Thanks to all who have responded. If I can be of help, I will be happy to answer all questions.
CK
That is a very good point @chattykathy. I have not looked at transplants the same way I do disabilities. A college age family member has a disabitliy (Ankylosing Spondylitis - form or RA) and we have experienced many well meaning, but ignorant, comments regarding her illness. My husband and I had the same experience when our first daughter passed away at 7 months. Comments like, "You're young, you can have more children," were meant to be encouraging but hurt instead. What I have learned from those two situations is that people are ignorant and society is not comfortable when others are hurting. Most people want to fix things and when they can't they just avoid the subject. It is a sad statement about our society but thank you for helping me look at the education I have to do with others in a different light.
@chattykathy CK, you are a wise woman. I agree that people do not know what to say, and even if they care, they are afraid to step out of their comfortable shell. I have changed since my transplant experience. I have learned that I can look someone in the eyes, someone who is suffering with any number of conditions, and say, "I understand". I may not know the details, but I think understand the value of a genuine hug and free flowing tears.
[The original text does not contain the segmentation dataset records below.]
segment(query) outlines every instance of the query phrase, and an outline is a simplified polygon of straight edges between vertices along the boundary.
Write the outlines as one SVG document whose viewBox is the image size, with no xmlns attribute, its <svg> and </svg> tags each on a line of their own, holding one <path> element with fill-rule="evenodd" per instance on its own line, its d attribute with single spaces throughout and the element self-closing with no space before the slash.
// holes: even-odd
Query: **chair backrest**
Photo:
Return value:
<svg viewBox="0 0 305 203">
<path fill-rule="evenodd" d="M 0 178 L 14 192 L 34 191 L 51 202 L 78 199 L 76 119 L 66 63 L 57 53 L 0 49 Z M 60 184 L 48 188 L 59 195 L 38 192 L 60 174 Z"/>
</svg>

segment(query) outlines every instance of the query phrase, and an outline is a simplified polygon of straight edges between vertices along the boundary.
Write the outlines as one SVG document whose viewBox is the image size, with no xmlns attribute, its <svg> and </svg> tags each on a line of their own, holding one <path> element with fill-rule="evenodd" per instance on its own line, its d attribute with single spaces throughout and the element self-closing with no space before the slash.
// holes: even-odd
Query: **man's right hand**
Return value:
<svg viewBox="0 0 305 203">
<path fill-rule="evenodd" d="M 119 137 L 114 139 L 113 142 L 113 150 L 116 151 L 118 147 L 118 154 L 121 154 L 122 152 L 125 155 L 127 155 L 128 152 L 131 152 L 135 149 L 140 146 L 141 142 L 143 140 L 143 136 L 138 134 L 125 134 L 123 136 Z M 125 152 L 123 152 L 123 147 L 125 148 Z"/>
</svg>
Someone with a whole lot more 'smarts' than me, started Connect as an online community where you can share your experiences and find support from people like you. And as a place to ask questions and get answers. So I guess we are in a sense a virtual village!
Rosemary
@lcamino, Thank you for sharing. I cannot imagine the pain that you and your husband felt upon the death of your baby daughter. I am sorry for you to have experienced that. As you said, people mean well, but the words do not match.
How is your college age family member handling her disability? Have you seen the discussion in bones and joints about ankylosing spondylitis?
https://connect.mayoclinic.org/discussion/ankylosing-spondylitis/?pg=1#post-223109
I firmly believe that education is vital to developing a sensitivity and awareness.